Adpocalypse Everywhere | Financial Times

The end of the world is the end of the world no matter how rich and powerful you are. The ‘adpocalypse’ FTAV first wrote about after relative small-fry Snap issued a warning in May now looks to be consuming even Alphabet and Meta.

Most analysts and many investors seem to have assumed it was only an issue for spivvier social media companies, not Google and Facebook. But third-quarter results from the pair this week have now wiped a combined $170bn off their market capitalisations.

Expectations were that YouTube advertising revenue would rise 4.4 per cent for the third quarter. Instead it fell 2 per cent. Meta’s ad revenue fell 3.6 per cent year-on-year to a measly $27.2bn. Snap’s shares are down another 11 per cent since underwhelming results late last week.

Marketing budgets are typically first to be cut during economic slowdowns, so it makes sense that companies whose business models rely on mass surveillance ads are starting to feel the pinch.

Interestingly, old-school advertising house WPP appears to have side-stepped some of the doom and gloom precisely because, in the words of chief executive Mark Read, it’s no longer “just an advertising company”. Shifting consumer habits meanwhile seem to be exacerbating the slump for Big Tech. 

Viewers’ dwindling attention spans mean YouTube “shorts” — videos lasting anywhere from five seconds to a minute, streamlined for passive consumption — have grown in popularity even as masters of the craft TikTok scoops up market share.
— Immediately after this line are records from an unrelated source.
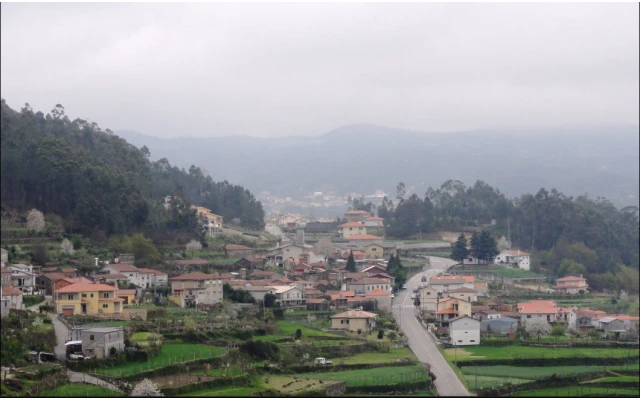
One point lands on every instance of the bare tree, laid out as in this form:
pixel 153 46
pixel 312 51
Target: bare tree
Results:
pixel 503 244
pixel 35 220
pixel 324 247
pixel 67 247
pixel 193 245
pixel 538 328
pixel 146 388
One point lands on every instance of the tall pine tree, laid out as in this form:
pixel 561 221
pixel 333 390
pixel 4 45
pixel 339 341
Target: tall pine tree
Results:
pixel 459 251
Yet neither company has so far worked out how to monetise the fad. 

Philipp Schindler, Alphabet’s chief business officer, put it like this on Tuesday’s earnings call, shortly after the company reported a 26.5 per cent drop in net income for the year to September 30:

We continue to experience a slight headwind to revenues as shorts viewership grew as a percentage of total YouTube watch time — the initial progress on shorts monetisation has been encouraging and we’re focused on closing the monetisation gap between shorts and long-form content on YouTube over time. Consumers are increasingly consuming short-form video. Shorts are being watched by 1.5bn plus logged on users every month.

It’s a similar story over at Meta, whose relentless pushing of Instagram’s short-video format Reels over photo-sharing over the summer was met with pushback from heavyweight influencers Kim Kardashian and Kylie Jenner. Calls for Instagram to “stop trying to be TikTok” (whose pre-tax losses increased by a third to $896mn in 2021) alight on a salient point.
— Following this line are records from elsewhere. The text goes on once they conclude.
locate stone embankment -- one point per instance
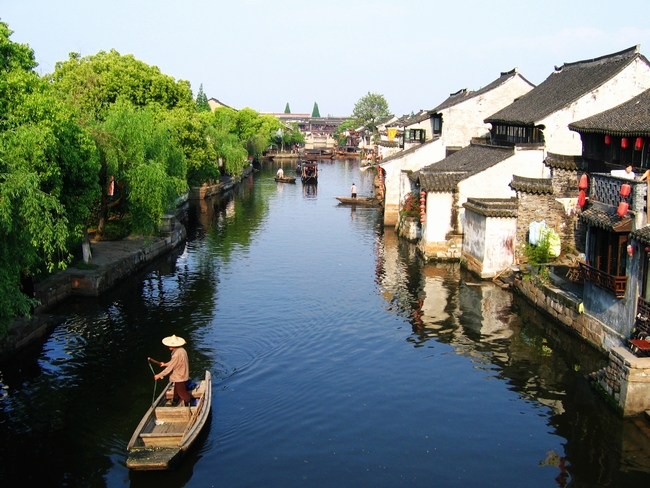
(112, 262)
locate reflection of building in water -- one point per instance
(491, 304)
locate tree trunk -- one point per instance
(85, 247)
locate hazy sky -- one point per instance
(263, 54)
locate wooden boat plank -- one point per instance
(165, 432)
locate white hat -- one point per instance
(173, 341)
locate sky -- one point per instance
(264, 54)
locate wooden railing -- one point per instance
(614, 284)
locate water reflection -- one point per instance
(349, 363)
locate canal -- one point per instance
(338, 359)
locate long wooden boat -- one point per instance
(364, 201)
(285, 179)
(309, 172)
(165, 433)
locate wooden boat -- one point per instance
(166, 432)
(364, 201)
(309, 172)
(285, 179)
(318, 153)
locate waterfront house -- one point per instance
(432, 135)
(616, 270)
(535, 129)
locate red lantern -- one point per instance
(625, 190)
(584, 182)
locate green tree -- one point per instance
(127, 105)
(369, 110)
(202, 104)
(93, 83)
(48, 177)
(340, 132)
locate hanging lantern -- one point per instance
(638, 144)
(625, 190)
(584, 182)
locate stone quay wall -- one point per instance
(626, 380)
(566, 309)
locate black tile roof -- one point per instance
(532, 185)
(562, 161)
(631, 118)
(609, 221)
(447, 173)
(493, 207)
(406, 151)
(465, 94)
(642, 235)
(564, 86)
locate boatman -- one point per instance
(178, 366)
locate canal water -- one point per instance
(338, 359)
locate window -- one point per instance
(608, 251)
(415, 135)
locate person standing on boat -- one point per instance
(178, 366)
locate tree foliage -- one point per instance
(48, 177)
(369, 110)
(93, 83)
(202, 104)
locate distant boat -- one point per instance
(362, 201)
(166, 432)
(285, 179)
(309, 172)
(318, 153)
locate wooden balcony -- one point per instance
(613, 284)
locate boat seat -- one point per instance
(161, 434)
(195, 393)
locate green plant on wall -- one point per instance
(410, 206)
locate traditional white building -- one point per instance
(430, 136)
(531, 127)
Meta said on its earnings call on Wednesday that the total number of “ad impressions” served in the third quarter rose 17 per cent as the average price per ad fell 18 per cent. The year-on-year price decline was driven by foreign currency depreciation and lower advertiser demand, but also “strong impression growth, especially from lower monetising services (and regions)”. 

Analysts at Morgan Stanley remain bullish, forecasting combined US ad revenue for TikTok, YouTube Shorts and Meta Reels to reach $9.4bn in 2023 versus an estimated $5.1bn this year.

© Morgan Stanley

But companies need to adequately compensate creators if they hope to hit these targets, Morgan Stanley says. That might mean another land-grab of the type that has mostly destroyed value in online niches including media streaming, food delivery, minicab hailing, used car retail, etc.
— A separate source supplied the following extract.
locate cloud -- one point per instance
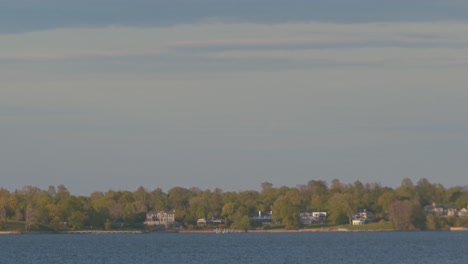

Creators drive engagement … so this will be an interesting competitive dynamic as we believe the more scaled and cash flush META/GOOGL (with 10mn+ advertisers and already sophisticated matching/targeting ad tools) could use higher creator compensation terms to compete harder against TikTok.

It’s potentially good news for a lucky few creators of abbreviated dance routines, skits, pranks, stunts, performative charity acts and DIY hacks. The challenge now for the TikTok-alikes will be to find a balance between ads and short-form video that keeps viewers interested in both — and so far, the response from shareholders as well as from users suggests they’re pleasing no one.